Michael Blowhard writes:

Dear Blowhards --

Art, beauty, feeling, sensation ... Curlicues on the fringes of reality, or central to the fabric of existence? And what did the original evo-guy make of them anyway? Here's a passage from Charles Darwin:

Up to the age of 30, or beyond it, poetry of many kinds gave me great pleasure. I have also said that formerly pictures gave me considerable, and music very great, delight. But now for many years I cannot endure to read a line of poetry. I have also almost lost my taste for picture or music. My mind seems to have become a kind of machine for grinding general laws out of large collections of facts.

If I had to live my life again, I would have made a rule to read some poetry and listen to some music at least once every week. The loss of these tastes is a loss of happiness, and may possibly be injurious to the intellect, and more probably to the moral character, by enfeebling the emotional part of our nature.
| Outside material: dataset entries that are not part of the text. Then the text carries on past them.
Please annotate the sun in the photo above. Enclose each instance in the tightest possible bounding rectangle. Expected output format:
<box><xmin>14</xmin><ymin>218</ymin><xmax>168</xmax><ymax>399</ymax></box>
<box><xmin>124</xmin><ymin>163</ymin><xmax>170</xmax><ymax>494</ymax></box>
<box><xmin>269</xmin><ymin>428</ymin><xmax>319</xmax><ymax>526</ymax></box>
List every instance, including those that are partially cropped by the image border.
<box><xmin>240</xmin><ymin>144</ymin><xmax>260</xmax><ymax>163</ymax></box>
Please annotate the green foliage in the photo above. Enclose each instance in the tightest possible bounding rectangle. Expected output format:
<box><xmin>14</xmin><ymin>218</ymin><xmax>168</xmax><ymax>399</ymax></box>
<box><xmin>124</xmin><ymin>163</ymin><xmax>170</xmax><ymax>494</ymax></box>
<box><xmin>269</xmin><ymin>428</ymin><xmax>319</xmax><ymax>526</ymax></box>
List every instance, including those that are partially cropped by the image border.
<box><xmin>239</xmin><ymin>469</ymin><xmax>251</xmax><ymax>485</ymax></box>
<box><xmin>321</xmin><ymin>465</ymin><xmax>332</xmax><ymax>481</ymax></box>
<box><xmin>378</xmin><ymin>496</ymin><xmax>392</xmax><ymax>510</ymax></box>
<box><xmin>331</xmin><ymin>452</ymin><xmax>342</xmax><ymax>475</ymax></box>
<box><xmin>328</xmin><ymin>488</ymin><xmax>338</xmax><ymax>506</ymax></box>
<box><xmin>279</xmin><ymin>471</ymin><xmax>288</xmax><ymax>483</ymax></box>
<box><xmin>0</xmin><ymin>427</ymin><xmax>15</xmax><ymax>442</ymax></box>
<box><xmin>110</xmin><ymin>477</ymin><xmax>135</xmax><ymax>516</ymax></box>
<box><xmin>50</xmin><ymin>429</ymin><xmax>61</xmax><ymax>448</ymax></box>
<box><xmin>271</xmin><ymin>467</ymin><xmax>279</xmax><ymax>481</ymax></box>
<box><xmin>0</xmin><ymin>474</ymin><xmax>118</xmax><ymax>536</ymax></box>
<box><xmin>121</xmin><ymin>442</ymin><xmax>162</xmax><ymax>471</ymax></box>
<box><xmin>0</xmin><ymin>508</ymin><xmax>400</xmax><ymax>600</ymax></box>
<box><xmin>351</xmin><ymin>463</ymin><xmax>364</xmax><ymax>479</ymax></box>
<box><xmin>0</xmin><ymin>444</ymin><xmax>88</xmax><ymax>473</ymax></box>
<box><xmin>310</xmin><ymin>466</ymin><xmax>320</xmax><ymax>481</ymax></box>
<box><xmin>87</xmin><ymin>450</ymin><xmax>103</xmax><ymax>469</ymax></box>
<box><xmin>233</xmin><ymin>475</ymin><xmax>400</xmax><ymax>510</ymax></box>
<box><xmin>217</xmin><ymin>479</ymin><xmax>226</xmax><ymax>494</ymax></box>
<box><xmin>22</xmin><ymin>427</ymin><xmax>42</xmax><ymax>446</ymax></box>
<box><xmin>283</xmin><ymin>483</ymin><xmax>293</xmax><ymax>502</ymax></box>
I found this thanks to Poynter Online's Monique Von Dusseldorp.

Best,

Michael

posted by Michael at January 26, 2007




Comments

I say that if you want to read poetry, look at art, listen to music...great. And if you don't...also great. The notion that culture should be ingested for the purpose of self-improvement is wrong, wrong, WRONG!

Posted by: ricpic on January 26, 2007 4:24 PM



Sounds like he OD'd on the Industrial Revolution.

Posted by: Charlton Griffin on January 26, 2007 4:49 PM



I must say that I sympathize with Mr. Darwin. For twenty years I've had to process a lot of information for my business, and it has changed my mental processes. I think I've either got a lot better at picking out significant patterns from large piles of data, or I've gotten a lot more motivated at doing so. But this has come at a cost; if I pick up a copy of Us Magazine, I find that I'm even trying to make some larger sense out of the nonsensical doings of the celebrities it covers. I've largely stopped reading fiction; my real pleasure comes out of reading thick tomes of history. At times, I find it very difficult to mentally relax; if I'm not using my mental millstones to grind data, I get rather irritable.

It all makes me wonder what retirement will be like.

Posted by: Friedrich von Blowhard on January 27, 2007 1:51 AM



So I was reading this Victorian self-help book the other day? (Don't ask.) And he says the best way to get a hold on your time is to read for 90 minutes every other day, and he recommends poetry. Why poetry? Because:

Imaginative poetry produces a far greater mental strain than novels. It produces probably the severest strain of any form of literature. It is the highest form of literature. It yields the highest form of pleasure, and teaches the highest form of wisdom. In a word, there is nothing to compare with it. I say this with sad consciousness of the fact that the majority of people do not read poetry.

I am persuaded that many excellent persons, if they were confronted with the alternatives of reading "Paradise Lost" and going round Trafalgar Square at noonday on their knees in sack-cloth, would choose the ordeal of public ridicule. Still, I will never cease advising my friends and enemies to read poetry before anything.

He also says you should read Marcus Aurelius for half an hour each morning. Self-help books sure have changed...

Posted by: Brian on January 27, 2007 9:25 AM



Once upon a time I was able to write poetry half a milimeter above mediocrity -- well, okay enough that my college Freshman English teacher had one of mine included in a mimeographed departmental lit publication. Alas, I could never really bear reading the stuff. Partly sloth, partly my impatient tremperament that keeps me away from puzzles of almost any kind.

So it has always puzzled (heh!) me a little when I read about British officers carrying poetry books on Northwest Frontier patrols or into Great War trenches.

If I'm this bad regarding poetry, what about the later generations with SesameStreet fueld attention spans?

And Friedrich -- If you're not utterly possessed by your business, you ought to be able to adjust to retirement just fine.

Posted by: Donald Pittenger on January 27, 2007 12:40 PM



I left (High) school a very literate laddie, but a Chemical Education soon put paid to that.